An evaluation of a severe smog episode in the Eastern U.S. using regional modeling and satellite measurements
Yegorova, Elena Andreyevna
Dickerson, Russell R
Allen, Dale J
MetadataShow full item record
An ensemble of regional chemical modeling (WRF/Chem with RADM2) simulations, satellite, ozonesonde, and surface observations during July 7-11, 2007 was used to examine the horizontal and vertical signature of one of the worst smog events in the eastern U.S. in the past decade. The general features of this event -- a broad area of high pressure, weak winds and heavy pollution, terminated by the passage of a cold front -- were well simulated by the model. Average 8-hr maximum O3 has a mean (±Σ) bias of 0.59 (±11.0) ppbv and a root mean square error of 11.0 ppbv. WRF/Chem performed the best on poor air quality days, simulating correctly the spatial pattern of surface O3. Yet the model underpredicted O3 maxima by 5-7 ppbv in the Northeast and overpredicted by 8-11 ppbv in the Southeast. High O3 biases in the Southeast are explained by overpredicted temperatures in the model (>1.5°C). Sensitivity simulations with 1) accelerated O3 dry deposition velocity and 2) suppressed multiphase nitric acid formation pushed the model closer to observations. Simulated O3 vertical profiles over Beltsville, MD showed good agreement with ozonesonde measurements, but the modeled boundary layer depth was overpredicted on July 9, contributing to the low bias over this region. During this severe smog episode, space-borne TES detected high total tropospheric column ozone (TCO) over the Western Atlantic Ocean off the coast near North and South Carolina. The standard product (OMI/MLS) missed the magnitude of these local maxima, but the level-2 ozone profile (OMI) confirmed the TES observations. HYSPLIT back trajectories from these O3 maxima intersected regions of strong convection over the Southeast and Great Lakes regions.

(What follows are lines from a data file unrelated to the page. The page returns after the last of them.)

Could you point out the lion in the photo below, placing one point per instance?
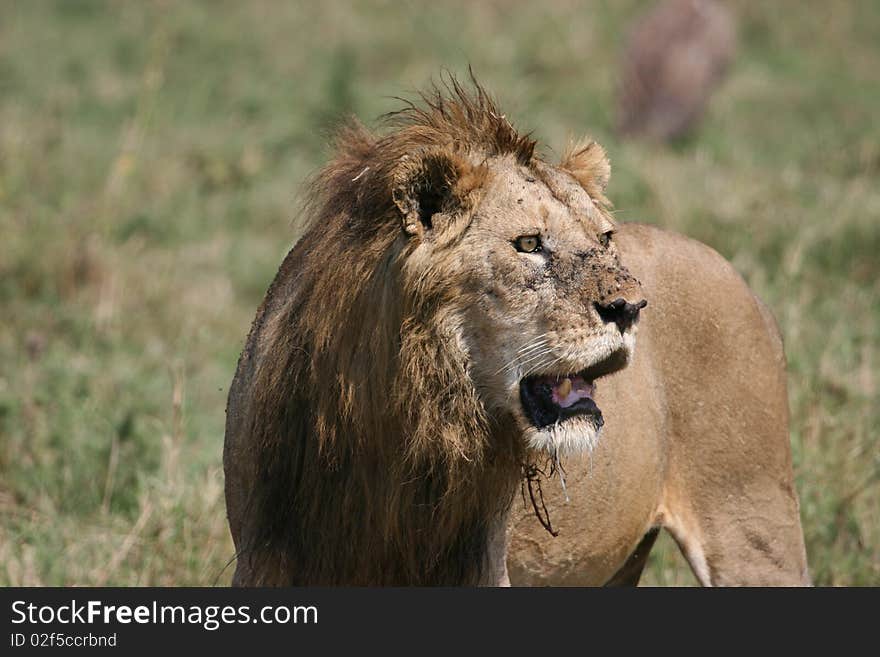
(458, 313)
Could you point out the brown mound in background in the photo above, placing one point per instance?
(675, 57)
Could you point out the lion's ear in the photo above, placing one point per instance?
(587, 162)
(431, 184)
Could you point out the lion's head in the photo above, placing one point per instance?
(449, 307)
(533, 283)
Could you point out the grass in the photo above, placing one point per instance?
(150, 157)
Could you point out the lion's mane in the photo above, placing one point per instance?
(374, 461)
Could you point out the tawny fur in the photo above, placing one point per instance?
(374, 433)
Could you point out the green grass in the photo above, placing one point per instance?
(150, 157)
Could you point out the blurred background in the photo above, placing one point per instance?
(151, 156)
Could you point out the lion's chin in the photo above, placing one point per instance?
(575, 435)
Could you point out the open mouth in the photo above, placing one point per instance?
(548, 399)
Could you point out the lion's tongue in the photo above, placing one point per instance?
(569, 390)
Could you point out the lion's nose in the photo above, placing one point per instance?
(621, 312)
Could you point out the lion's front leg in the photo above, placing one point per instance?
(749, 537)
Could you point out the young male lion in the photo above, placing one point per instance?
(442, 328)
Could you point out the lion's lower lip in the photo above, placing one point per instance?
(548, 399)
(543, 406)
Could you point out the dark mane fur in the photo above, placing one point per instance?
(369, 458)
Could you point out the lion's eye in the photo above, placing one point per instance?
(527, 243)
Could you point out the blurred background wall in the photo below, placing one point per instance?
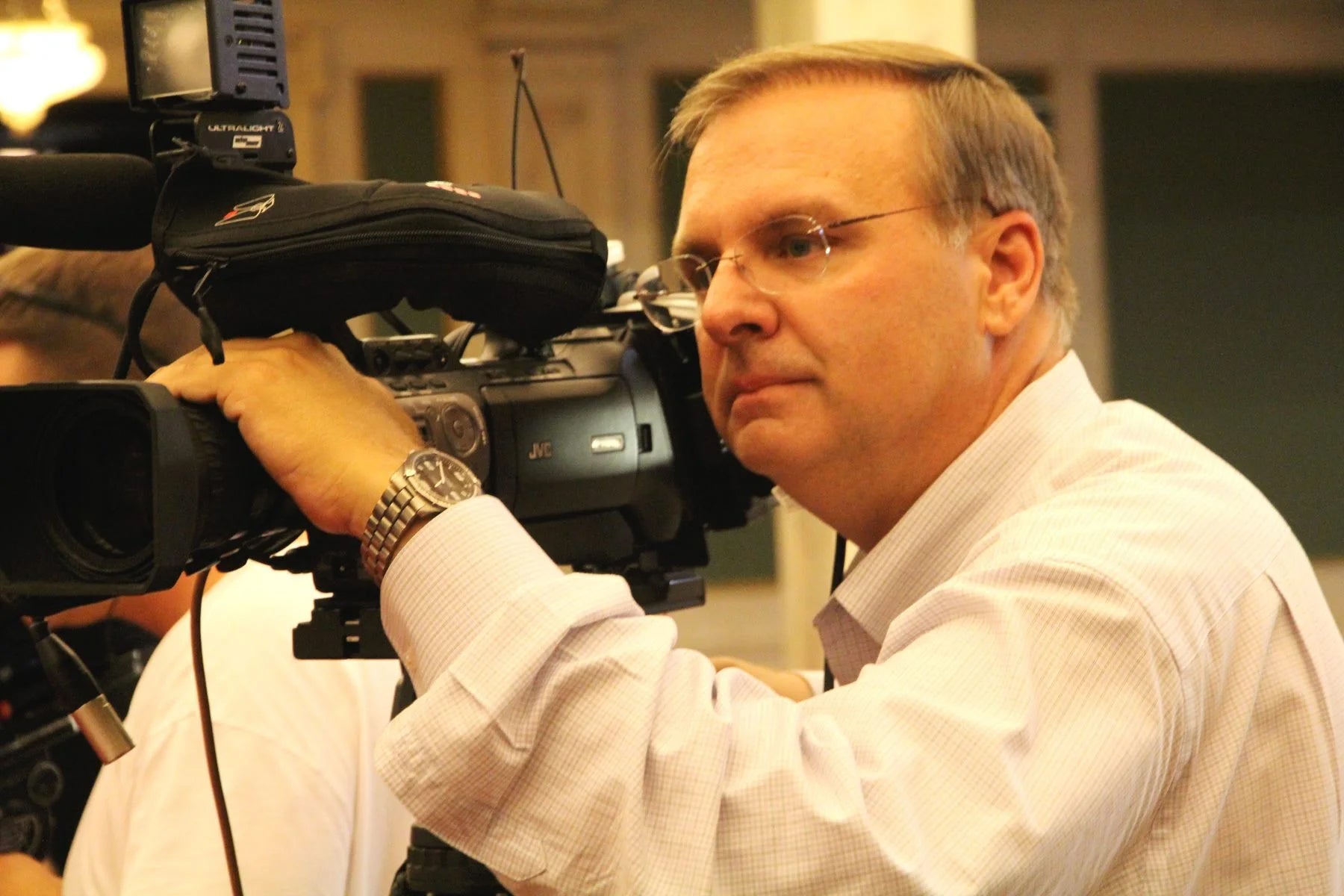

When lightning NO emissions were implemented in WRF/Chem, the high concentrations of NOx and O3 off the coast were well reproduced, showing that the exported O3 was produced by a combination of natural NO and pollutants lofted from the lower atmosphere. Lastly, WINTER MONEX O3 data from 1978 are presented for the first time here in discussion of open cell convection over Indonesia.